Walk past the children's playground, into the middle.
Let your eyes adjust to the dark.
Now you’re exposed like the whitewashed wooden posts.
Listen to the boom gates clang, train rumble past.
Continue on, away from the houses and the street, where it's darker still.
Beside the tracks looms the stump of the corroboree tree.
Circle it once.
Sense the warmth of its fire-blackened trunk, the didgeridoos, the chanting.

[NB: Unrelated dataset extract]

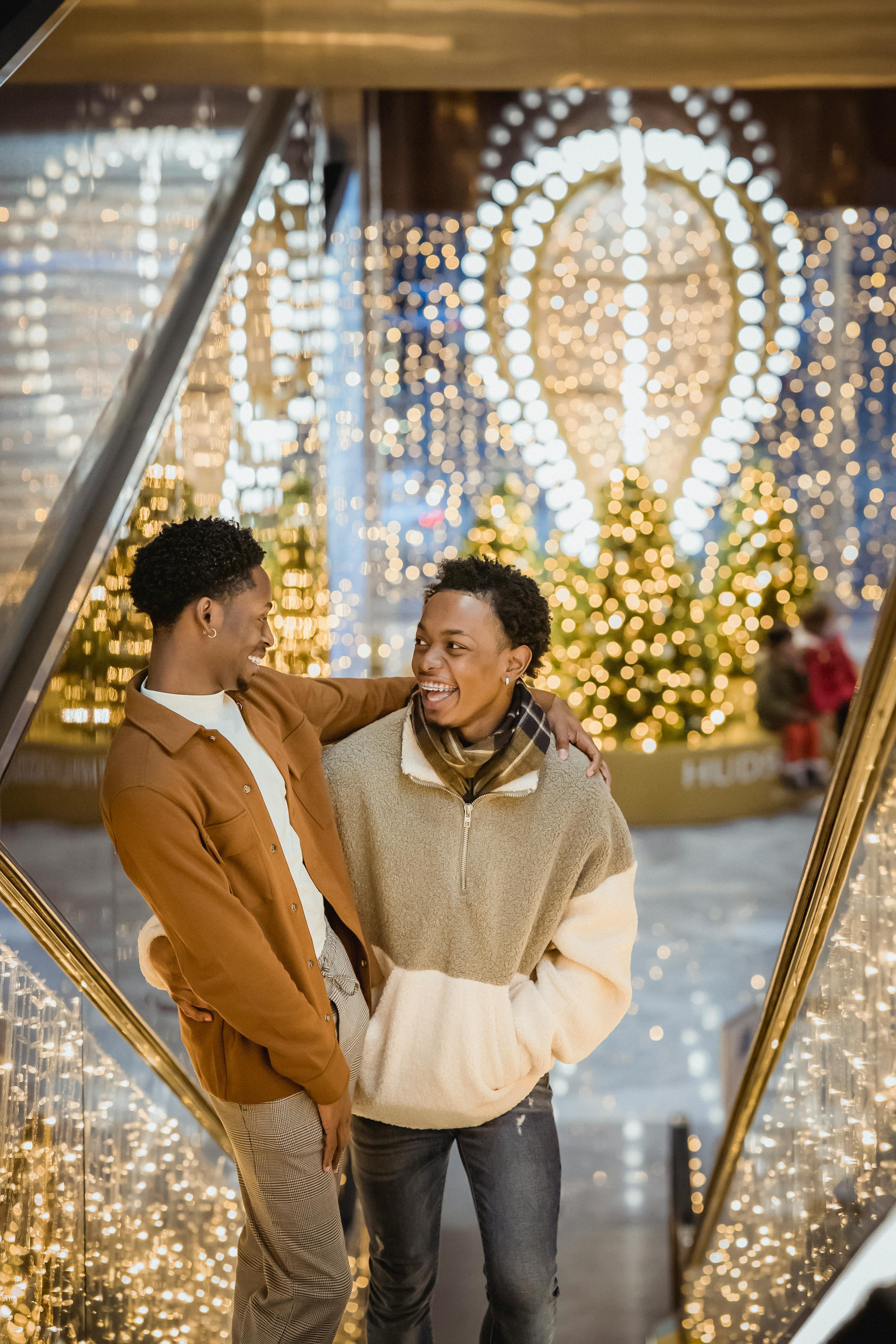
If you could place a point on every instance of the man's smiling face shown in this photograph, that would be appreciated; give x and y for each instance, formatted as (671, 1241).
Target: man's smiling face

Turn one-eighty degrees to see the moon risen
and ready to burst over the city's skyline.
You could almost howl.
oOo
Heptonstall
Up a steep cobblestoned lane, flies suck
the sun-withered corpses of black slugs.
Gaping ruins of a thirteenth century church
overlook a yard of fallen slabs.
Through an iron gate into a high-walled field
half-filled with graves, only you
the trees and the tombstones are standing.
Even amidst fierce flames the golden lotus can be planted.
The wind picks up a heap of clouds
shoves them across the sun and cools your sweat.
You shiver and start back down.
oOo
Blackberries
“They don’t break ‘em like they used to,”
Mother said, picking blackberries at noon.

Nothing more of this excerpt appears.